Welcome to Chimera’s documentation!

Introduction

Chimera was originally thought of as a Command Line Interface to Observatory Control Systems in the context of astronomical observation. As such it possesses a very complete and strong implementation of tools oriented to terminal based interaction. It is also essentially distributed in nature, meaning it can run across computers, operating systems and networks and provide an integrated control system.

In time, Chimera has acquired wider functionality, like e.g. graphical user interface(s), included support for devices: instruments, cameras, telescopes/domes, etc., access to on line catalogs, integration of external tools.
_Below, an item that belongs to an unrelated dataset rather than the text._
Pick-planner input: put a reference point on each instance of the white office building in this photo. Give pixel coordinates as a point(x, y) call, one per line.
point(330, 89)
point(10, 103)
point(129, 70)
Chimera: Observatory Automation System

Chimera is a package for control of astronomical observatories, aiming at the creation of remote and even autonomous (“robotic”) observatories in a simple manner. Using Chimera you can easily control telescopes, CCD cameras, focusers and domes in a very integrated way.

Chimera is:

Distributed
Fully distributed system. You can use different machines to control each instrument and everything will looks like just one.
Powerful
Very powerful autonomous mode. Give a target and exposure parameters and Chimera does the rest.
Hardware friendly
Support for most common off-the-shelf components. See `supported devices`_.
Extensible
Very easy to add support for new devices.
Flexible
Chimera can be used in a very integrated mode but also in standalone mode to control just one instrument.
Free
It’s free (as in free beer), licensed under the GNU license.
A Python Package
All these qualities are the consequence of the chosen programming language: Python.

Getting Started

Prerequisites

Your platform of choice will need to have the following software installed:

  • Python 2.7; Chimera has not been ported to Python3 yet.
  • Git;

Installation

Chimera currently lives in Github. To install it, go to your install directory, and run:

git clone https://github.com/astroufsc/chimera.git

This will clone the official repository to the working directory. Go to this directory; you will find in its content the typical files used in a distutils based python install, notably setup.py. Your next step is to type:

python setup.py install

Distutils will run, generate eggs, etc., and will install the following python dependencies:

  • CherryPy: 3.2.4
  • PyYAML: 3.10
  • Pyro: 3.16
  • RO: 3.3.0
  • SQLAlchemy: 0.9.1
  • numpy: 1.8.0
  • pyephem: 3.7.5.2
  • pyfits: : 3.2
  • pyserial: 2.7
  • pysnmp: 4.2.5
  • python-dateutil: 2.2
  • python-sbigudrv: 0.5
  • pywcs: 1.10.2
  • suds: 0.4

Alternative Methods

Python virtual environment

For those constrained by limited access to their platform, restrictions to the system provided python or any other reason, the python tool virtualenv provides an isolated environment in which to install Chimera.

  • Install virtualenv;

  • Go to your install dir, and run:

    virtualenv v_name
    
  • This will generate a directory named v_name; go in and type

    source bin/activate
    

    (See the documentation for details).

  • From tyhe same directory, you can now proceed to install as described above.

Virtualization Options

We are currently exploring things like Docker as options to enable undisturbing installations; additionally we think it will allow more streamlined support for cross platform development.

License

Chimera is Free/Open Software licensed by GPL v2 or later (at your choice).